Friday, January 19, 2007

In utero marijuana exposure alters infant behavior

The Journal of Pediatrics has a new study suggesting in utero marijuana exposure may cause behavior changes in newborns. I'll look forward to attempts to replicate these findings:
Infants exposed to marijuana in the womb show subtle behavioral changes in their first days of life, researchers from Brazil report.

These newborns were more irritable than non-exposed infants, less responsive, and more difficult to calm... They also cried more, startled more easily, and were more jittery. Such changes...have the potential to interfere with mother-child bonding.

Barros and her team looked at 561 infants born to adolescent mothers. Twenty-six of them had been exposed to marijuana, as revealed by tests on the mother's hair and the infant's stool. Just one of the mothers had reported smoking pot while pregnant.

Trained examiners, who did not know a child's marijuana exposure status, tested the neurobehavioral responses of all infants.
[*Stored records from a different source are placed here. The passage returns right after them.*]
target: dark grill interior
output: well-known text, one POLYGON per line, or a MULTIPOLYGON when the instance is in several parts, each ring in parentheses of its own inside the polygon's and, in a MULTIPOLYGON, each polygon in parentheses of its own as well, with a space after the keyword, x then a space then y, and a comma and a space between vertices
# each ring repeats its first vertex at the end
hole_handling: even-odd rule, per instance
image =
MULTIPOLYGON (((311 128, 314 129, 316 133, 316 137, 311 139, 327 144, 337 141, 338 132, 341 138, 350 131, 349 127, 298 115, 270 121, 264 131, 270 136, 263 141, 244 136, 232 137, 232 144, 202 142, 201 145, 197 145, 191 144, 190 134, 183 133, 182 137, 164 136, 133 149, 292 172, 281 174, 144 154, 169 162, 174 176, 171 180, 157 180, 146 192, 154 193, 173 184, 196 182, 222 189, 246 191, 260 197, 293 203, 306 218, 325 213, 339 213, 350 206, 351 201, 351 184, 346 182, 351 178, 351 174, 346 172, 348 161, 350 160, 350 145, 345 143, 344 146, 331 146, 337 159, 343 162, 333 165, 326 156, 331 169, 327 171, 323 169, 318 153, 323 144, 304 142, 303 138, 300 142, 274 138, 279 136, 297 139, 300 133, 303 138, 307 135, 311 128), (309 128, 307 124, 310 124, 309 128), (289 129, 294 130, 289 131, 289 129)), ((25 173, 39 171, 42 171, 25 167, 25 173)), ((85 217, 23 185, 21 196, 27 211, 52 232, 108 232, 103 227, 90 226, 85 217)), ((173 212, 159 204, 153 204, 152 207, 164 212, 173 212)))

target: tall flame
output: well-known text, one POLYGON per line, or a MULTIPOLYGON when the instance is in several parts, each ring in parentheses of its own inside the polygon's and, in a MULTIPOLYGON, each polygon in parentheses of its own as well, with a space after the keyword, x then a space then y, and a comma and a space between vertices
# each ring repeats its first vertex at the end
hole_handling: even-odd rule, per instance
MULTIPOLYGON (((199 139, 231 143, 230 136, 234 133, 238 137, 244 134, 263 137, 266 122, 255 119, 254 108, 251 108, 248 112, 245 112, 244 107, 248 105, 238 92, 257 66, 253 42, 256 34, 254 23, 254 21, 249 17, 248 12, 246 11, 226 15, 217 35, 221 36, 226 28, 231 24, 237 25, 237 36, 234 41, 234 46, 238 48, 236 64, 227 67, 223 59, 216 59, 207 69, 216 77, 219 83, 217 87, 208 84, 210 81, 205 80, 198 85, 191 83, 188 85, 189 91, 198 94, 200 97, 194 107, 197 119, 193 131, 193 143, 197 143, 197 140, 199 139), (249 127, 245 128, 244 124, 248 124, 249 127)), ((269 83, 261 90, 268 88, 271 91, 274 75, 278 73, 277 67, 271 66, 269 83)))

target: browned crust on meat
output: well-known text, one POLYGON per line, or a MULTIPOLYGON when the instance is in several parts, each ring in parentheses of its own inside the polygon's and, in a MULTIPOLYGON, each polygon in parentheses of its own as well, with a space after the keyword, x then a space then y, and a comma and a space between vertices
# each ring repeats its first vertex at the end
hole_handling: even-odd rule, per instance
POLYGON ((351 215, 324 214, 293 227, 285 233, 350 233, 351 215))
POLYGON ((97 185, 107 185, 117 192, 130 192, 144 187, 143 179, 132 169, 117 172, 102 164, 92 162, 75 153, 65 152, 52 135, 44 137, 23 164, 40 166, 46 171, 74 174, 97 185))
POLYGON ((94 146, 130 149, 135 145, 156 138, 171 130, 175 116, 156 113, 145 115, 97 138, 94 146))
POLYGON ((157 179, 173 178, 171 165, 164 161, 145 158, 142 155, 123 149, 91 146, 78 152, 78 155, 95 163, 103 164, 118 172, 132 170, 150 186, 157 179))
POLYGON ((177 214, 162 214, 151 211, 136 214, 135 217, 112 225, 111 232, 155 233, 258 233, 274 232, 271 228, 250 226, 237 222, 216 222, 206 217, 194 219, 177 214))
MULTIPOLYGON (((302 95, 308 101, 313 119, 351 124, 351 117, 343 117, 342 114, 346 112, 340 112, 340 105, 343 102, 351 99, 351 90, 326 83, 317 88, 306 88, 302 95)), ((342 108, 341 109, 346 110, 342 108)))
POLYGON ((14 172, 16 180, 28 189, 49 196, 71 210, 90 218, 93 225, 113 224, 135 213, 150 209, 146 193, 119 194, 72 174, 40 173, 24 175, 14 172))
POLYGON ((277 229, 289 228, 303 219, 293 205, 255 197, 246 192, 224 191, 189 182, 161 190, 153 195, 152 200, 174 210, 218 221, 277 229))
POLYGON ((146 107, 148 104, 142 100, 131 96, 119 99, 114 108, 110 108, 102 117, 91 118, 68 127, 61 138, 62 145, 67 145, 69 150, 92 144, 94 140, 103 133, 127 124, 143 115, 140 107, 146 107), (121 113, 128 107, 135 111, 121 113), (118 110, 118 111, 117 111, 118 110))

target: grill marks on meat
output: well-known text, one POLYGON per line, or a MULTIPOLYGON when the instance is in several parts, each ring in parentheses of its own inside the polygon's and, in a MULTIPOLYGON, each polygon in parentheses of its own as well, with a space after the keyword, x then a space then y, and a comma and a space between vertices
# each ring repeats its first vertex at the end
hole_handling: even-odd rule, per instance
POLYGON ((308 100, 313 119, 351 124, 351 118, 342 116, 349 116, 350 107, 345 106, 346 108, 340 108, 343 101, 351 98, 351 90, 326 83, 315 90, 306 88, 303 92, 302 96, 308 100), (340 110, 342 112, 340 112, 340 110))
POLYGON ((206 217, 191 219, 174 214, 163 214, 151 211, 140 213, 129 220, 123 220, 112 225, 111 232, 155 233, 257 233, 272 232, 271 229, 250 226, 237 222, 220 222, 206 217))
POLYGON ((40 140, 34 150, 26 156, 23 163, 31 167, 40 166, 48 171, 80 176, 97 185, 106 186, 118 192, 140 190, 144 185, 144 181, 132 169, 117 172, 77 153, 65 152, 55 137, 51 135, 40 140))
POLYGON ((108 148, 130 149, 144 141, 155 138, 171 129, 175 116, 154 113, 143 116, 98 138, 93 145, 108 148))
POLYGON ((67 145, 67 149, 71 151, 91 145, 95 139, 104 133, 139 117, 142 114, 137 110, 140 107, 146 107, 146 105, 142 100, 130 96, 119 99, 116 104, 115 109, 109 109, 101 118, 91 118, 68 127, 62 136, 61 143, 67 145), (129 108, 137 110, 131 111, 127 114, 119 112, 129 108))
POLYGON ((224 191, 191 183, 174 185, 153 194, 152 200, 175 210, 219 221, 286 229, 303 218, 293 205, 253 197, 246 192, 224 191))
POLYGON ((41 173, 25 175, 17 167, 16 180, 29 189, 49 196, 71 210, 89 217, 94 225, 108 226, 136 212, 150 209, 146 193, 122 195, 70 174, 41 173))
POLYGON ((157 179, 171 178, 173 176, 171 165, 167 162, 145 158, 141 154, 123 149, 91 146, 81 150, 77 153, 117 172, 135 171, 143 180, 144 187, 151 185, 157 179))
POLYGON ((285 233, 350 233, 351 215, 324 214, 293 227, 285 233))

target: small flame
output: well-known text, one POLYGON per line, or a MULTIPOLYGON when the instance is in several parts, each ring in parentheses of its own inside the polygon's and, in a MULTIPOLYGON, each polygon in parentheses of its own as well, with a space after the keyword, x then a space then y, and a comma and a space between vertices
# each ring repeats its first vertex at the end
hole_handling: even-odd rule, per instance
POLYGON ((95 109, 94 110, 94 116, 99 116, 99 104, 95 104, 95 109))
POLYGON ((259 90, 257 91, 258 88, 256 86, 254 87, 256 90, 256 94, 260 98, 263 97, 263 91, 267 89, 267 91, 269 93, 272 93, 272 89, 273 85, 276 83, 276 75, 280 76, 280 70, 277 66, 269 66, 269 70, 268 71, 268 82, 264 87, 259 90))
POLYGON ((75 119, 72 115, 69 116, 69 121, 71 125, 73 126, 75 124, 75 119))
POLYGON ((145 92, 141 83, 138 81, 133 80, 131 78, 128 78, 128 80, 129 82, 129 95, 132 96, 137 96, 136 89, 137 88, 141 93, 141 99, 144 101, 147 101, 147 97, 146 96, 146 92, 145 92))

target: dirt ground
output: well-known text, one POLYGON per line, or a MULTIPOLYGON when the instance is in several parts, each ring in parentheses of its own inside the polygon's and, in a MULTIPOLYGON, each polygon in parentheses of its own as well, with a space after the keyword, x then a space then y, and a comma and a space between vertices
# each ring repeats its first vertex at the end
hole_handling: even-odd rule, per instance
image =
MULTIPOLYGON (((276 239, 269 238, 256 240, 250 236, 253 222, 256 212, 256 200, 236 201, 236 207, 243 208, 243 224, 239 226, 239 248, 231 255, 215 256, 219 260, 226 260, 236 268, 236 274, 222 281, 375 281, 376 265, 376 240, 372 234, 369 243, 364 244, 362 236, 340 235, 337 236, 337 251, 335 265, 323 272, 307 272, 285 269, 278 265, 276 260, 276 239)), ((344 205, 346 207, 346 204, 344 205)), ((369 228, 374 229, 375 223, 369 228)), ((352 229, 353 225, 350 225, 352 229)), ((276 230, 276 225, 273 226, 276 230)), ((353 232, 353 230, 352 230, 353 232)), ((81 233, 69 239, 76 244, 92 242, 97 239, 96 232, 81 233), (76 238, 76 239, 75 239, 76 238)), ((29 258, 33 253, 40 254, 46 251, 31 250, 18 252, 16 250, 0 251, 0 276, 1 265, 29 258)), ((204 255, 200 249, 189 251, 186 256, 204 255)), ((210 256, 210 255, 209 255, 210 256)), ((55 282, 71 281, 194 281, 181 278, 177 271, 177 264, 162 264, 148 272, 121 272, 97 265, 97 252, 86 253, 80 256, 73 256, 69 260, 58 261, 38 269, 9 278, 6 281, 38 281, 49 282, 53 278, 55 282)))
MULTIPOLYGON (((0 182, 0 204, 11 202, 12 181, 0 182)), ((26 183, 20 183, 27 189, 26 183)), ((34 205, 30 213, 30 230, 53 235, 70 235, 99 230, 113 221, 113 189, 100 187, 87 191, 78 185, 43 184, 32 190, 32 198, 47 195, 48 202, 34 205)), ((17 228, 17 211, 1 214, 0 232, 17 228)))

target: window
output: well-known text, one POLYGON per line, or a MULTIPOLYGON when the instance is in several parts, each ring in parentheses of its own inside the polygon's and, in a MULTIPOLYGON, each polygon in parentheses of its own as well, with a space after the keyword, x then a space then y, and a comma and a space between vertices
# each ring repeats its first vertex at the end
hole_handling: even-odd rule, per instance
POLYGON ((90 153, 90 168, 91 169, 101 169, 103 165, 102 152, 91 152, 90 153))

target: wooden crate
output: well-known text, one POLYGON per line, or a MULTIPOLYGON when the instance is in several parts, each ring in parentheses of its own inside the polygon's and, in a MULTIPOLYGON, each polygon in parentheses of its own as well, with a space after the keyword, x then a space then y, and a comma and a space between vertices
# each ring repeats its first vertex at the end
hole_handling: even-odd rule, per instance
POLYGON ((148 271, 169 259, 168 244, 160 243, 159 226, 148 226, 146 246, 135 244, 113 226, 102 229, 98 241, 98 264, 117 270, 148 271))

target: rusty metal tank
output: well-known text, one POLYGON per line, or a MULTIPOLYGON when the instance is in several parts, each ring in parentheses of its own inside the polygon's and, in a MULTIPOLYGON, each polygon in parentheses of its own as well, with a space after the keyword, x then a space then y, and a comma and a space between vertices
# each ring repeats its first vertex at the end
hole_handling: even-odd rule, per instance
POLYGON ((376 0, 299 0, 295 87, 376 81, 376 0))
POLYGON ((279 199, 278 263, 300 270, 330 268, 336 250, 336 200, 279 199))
On average, marijuana-exposed infants scored differently on measures of arousal, regulation and excitability compared to the non-exposed infants.


Marijuana's active ingredient, tetrahydrocannabinol (THC), does cross the placenta into the fetal circulation, Barros and her team point out. The drug also has been shown to trigger the expression of the neurotransmitter dopamine, they add, and this could result in long-term alterations in nervous system function.

"It is necessary to counter the misconception that marijuana is a 'benign drug' and to educate women regarding the risks and possible consequences related to its use during pregnancy," Barros and colleagues conclude.